En el corazón de la capital pulula una comunidad de mapaches que ya se ha acostumbrado al casco urbano.
En el corazón palpitante de San Salvador, en su Centro Histórico, donde los edificios coloniales se mezclan con la modernidad, una camada de mapaches decidió abandonar la vida silvestre en las montañas a las afueras de la ciudad para adaptarse a un nuevo modo de vida: el urbano.
La primera pareja de mapaches en iniciar la aventura en la ciudad llegó hace un promedio de más de dos años según comentan los habitantes del Barrio San Esteban, ubicado sobre la sexta Calle Oriente a un costado de la parroquia Nuestra Señora de la Merced, donde inicialmente se reprodujeron pero ante la falta de cuidados de salud una primera camada falleció por intoxicación alimentaria.
Con el paso del tiempo una nueva camada volvió a surgir en la urbe de la ciudad después de un periodo de gestación de 50 a 70 días, los cuales nacen de preferencia en árboles huecos, en una cueva, una pila de maleza o en las grietas de las rocas, durante abril o mayo, de los cuales a la fecha se mantienen en la zona un total de nueve mamíferos entre adultos y cachorros que pueden llegar a un tamaño mediano a medir entre 40 cm y 55 cm de alto.
En su hábitat natural esta especie come de todo y en su estadía en la ciudad personas generosas se han comprometido con su alimentación brindando diferentes tipos de alimentos como carnes, pollo, croquetas, golosinas y su infaltable ración de agua diaria.
Los mapaches, con su inteligencia y adaptabilidad, aprendieron a convivir con los humanos. Con el tiempo, la gente comenzó a notar su presencia. Algunos los observan con sorpresa y otros con simpatía.

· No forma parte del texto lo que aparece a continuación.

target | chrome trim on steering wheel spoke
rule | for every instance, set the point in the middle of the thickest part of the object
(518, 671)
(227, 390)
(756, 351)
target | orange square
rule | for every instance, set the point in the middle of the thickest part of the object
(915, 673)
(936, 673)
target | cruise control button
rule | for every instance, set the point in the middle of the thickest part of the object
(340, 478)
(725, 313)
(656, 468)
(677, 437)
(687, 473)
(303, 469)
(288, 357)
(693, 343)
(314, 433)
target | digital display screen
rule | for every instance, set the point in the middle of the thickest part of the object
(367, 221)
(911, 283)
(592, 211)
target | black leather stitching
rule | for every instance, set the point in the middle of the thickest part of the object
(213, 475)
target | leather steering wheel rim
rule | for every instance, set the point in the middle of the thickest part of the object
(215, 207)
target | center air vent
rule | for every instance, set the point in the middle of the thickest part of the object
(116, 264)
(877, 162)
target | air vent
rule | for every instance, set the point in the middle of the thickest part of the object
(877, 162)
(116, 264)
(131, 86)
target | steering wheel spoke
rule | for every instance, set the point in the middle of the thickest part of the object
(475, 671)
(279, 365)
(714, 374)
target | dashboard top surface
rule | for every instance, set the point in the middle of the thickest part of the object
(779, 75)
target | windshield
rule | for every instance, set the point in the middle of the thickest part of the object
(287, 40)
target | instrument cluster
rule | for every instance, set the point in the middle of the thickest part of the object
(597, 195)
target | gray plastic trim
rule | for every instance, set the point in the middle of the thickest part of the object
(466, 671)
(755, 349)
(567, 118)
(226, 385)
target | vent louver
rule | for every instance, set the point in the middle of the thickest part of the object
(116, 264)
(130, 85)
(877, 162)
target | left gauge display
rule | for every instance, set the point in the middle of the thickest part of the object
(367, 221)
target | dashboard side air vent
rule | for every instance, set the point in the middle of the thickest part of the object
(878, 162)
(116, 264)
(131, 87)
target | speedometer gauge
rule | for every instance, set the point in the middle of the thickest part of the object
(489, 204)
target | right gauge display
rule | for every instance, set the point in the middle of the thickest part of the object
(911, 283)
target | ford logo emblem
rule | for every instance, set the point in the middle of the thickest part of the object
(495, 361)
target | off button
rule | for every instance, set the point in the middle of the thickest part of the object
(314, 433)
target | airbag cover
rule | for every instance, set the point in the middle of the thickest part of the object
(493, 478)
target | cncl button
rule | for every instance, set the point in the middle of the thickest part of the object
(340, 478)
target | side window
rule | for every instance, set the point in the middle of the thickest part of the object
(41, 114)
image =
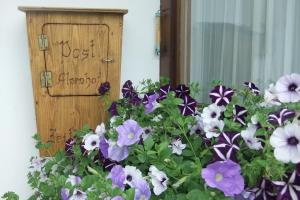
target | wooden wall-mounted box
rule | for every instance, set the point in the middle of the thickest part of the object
(72, 51)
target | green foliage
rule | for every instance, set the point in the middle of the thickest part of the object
(166, 124)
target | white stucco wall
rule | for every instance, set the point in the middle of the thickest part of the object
(17, 117)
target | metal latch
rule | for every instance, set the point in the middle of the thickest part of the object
(43, 42)
(46, 79)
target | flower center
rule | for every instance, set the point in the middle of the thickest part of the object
(129, 178)
(292, 87)
(163, 180)
(130, 135)
(293, 141)
(219, 177)
(142, 197)
(213, 115)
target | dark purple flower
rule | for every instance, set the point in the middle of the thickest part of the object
(252, 87)
(117, 176)
(225, 176)
(113, 109)
(134, 99)
(182, 90)
(221, 95)
(69, 146)
(278, 118)
(239, 114)
(127, 89)
(188, 107)
(227, 146)
(104, 88)
(163, 91)
(289, 189)
(265, 190)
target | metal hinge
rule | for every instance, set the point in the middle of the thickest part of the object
(46, 79)
(43, 42)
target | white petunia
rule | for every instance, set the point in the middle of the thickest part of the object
(159, 180)
(100, 130)
(211, 113)
(177, 146)
(74, 180)
(213, 129)
(132, 174)
(286, 142)
(249, 137)
(91, 142)
(198, 127)
(146, 133)
(78, 195)
(270, 97)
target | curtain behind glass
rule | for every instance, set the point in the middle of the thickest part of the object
(243, 40)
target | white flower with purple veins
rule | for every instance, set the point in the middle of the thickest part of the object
(286, 142)
(131, 174)
(142, 190)
(287, 88)
(177, 146)
(270, 97)
(213, 129)
(100, 130)
(239, 114)
(212, 112)
(290, 189)
(278, 118)
(221, 95)
(249, 137)
(91, 142)
(129, 133)
(74, 180)
(78, 195)
(146, 133)
(115, 152)
(198, 128)
(159, 180)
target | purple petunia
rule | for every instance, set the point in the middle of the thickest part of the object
(221, 95)
(129, 133)
(252, 87)
(227, 146)
(265, 191)
(289, 189)
(182, 90)
(127, 89)
(225, 176)
(278, 118)
(142, 190)
(287, 88)
(188, 107)
(150, 102)
(113, 109)
(104, 88)
(134, 99)
(117, 176)
(69, 146)
(239, 114)
(163, 91)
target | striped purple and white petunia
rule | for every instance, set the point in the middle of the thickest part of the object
(221, 95)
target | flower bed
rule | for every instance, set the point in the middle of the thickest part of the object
(159, 143)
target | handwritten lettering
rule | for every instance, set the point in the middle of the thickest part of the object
(65, 79)
(67, 51)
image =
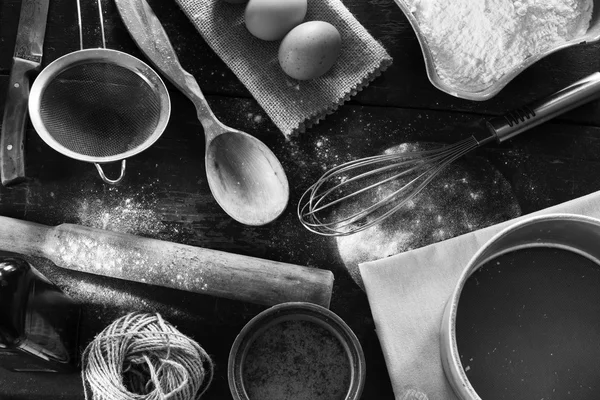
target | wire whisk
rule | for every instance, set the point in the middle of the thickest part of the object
(359, 194)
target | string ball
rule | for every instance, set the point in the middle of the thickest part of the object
(143, 357)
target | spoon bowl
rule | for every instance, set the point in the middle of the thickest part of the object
(245, 177)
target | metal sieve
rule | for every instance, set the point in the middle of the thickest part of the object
(99, 105)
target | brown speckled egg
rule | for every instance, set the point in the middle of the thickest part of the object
(310, 50)
(273, 19)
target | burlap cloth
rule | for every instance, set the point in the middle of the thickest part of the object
(292, 105)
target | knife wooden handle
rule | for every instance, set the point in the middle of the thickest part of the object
(168, 264)
(12, 138)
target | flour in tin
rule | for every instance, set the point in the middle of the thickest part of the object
(476, 42)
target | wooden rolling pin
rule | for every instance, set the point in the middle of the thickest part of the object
(169, 264)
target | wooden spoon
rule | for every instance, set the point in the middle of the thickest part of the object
(244, 176)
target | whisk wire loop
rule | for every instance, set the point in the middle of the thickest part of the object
(319, 206)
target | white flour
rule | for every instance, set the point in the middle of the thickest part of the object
(476, 42)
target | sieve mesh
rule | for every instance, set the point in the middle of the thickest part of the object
(99, 109)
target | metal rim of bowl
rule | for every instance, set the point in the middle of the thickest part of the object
(302, 311)
(115, 57)
(450, 355)
(495, 87)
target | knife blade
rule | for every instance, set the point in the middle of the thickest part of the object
(27, 59)
(150, 36)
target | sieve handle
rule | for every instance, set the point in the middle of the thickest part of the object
(111, 181)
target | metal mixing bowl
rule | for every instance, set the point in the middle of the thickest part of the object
(592, 35)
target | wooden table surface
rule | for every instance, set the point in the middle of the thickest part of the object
(165, 194)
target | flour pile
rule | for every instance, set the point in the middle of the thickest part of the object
(476, 42)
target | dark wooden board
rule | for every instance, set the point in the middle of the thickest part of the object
(167, 186)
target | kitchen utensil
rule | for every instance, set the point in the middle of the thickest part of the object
(168, 264)
(574, 233)
(39, 324)
(322, 334)
(99, 105)
(592, 35)
(244, 176)
(342, 201)
(27, 59)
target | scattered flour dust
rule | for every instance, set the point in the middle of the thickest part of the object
(475, 42)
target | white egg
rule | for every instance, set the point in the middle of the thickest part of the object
(273, 19)
(310, 50)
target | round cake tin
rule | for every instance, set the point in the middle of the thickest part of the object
(296, 311)
(575, 233)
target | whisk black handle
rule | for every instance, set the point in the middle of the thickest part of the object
(522, 119)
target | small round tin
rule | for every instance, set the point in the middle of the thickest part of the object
(296, 351)
(537, 310)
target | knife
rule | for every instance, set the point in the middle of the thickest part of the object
(150, 36)
(27, 59)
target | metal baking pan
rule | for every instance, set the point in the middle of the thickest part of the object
(547, 347)
(303, 366)
(592, 35)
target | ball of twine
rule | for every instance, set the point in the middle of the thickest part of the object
(143, 357)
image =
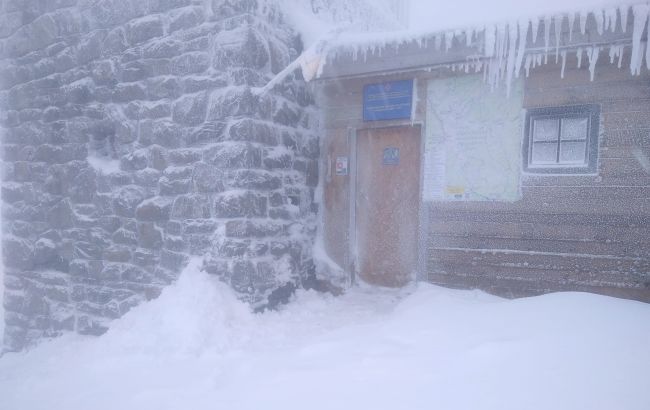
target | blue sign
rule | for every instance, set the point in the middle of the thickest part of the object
(391, 156)
(388, 101)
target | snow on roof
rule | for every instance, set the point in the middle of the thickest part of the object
(504, 45)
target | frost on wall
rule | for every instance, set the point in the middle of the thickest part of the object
(134, 138)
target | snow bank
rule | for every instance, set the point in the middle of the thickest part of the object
(425, 347)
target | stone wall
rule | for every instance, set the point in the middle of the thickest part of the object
(133, 138)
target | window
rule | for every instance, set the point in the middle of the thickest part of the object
(562, 140)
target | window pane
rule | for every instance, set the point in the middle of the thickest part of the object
(575, 128)
(545, 130)
(544, 153)
(573, 152)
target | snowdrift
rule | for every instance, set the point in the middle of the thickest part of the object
(198, 347)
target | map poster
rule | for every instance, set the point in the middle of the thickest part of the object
(473, 141)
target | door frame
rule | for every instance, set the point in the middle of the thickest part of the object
(423, 218)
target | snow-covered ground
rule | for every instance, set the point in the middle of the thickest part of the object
(197, 347)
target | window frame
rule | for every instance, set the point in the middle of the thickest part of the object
(590, 166)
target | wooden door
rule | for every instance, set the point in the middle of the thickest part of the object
(387, 204)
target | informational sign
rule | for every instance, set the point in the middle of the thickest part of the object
(473, 141)
(341, 166)
(388, 101)
(391, 156)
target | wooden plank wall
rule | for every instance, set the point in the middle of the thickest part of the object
(582, 233)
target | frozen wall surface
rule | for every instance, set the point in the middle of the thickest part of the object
(134, 137)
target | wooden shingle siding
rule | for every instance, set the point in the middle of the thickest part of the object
(568, 232)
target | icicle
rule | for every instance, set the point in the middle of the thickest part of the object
(647, 52)
(640, 16)
(624, 11)
(583, 22)
(535, 29)
(592, 53)
(449, 38)
(438, 41)
(547, 37)
(511, 59)
(557, 21)
(523, 39)
(600, 21)
(620, 57)
(612, 19)
(490, 41)
(579, 56)
(529, 61)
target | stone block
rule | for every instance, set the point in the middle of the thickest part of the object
(241, 277)
(83, 187)
(173, 261)
(191, 207)
(244, 228)
(166, 47)
(210, 131)
(184, 156)
(166, 87)
(127, 199)
(147, 177)
(242, 47)
(199, 226)
(17, 253)
(149, 236)
(117, 254)
(254, 179)
(156, 209)
(185, 18)
(190, 63)
(234, 155)
(175, 243)
(126, 92)
(240, 204)
(233, 102)
(208, 178)
(252, 131)
(60, 215)
(191, 109)
(174, 187)
(157, 157)
(234, 248)
(143, 29)
(195, 84)
(160, 132)
(125, 237)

En las noches, los mapaches se acercaban sigilosamente a los balcones, donde los residentes dejaban algunas frutas, croquetas o pan al alcance de sus patas. Algunos niños, emocionados por el misterio de estos animales, los llamaban “los guardianes de la ciudad”, y les dejaban pequeñas ofrendas: entre las que destacan sus golosinas, restos de galletas o frutas.
Los mapaches, astutos como siempre, comenzaron a aceptar estos pequeños regalos con una actitud casi digna y ahora se han convertido en una parte más atractiva del paisaje de la ciudad.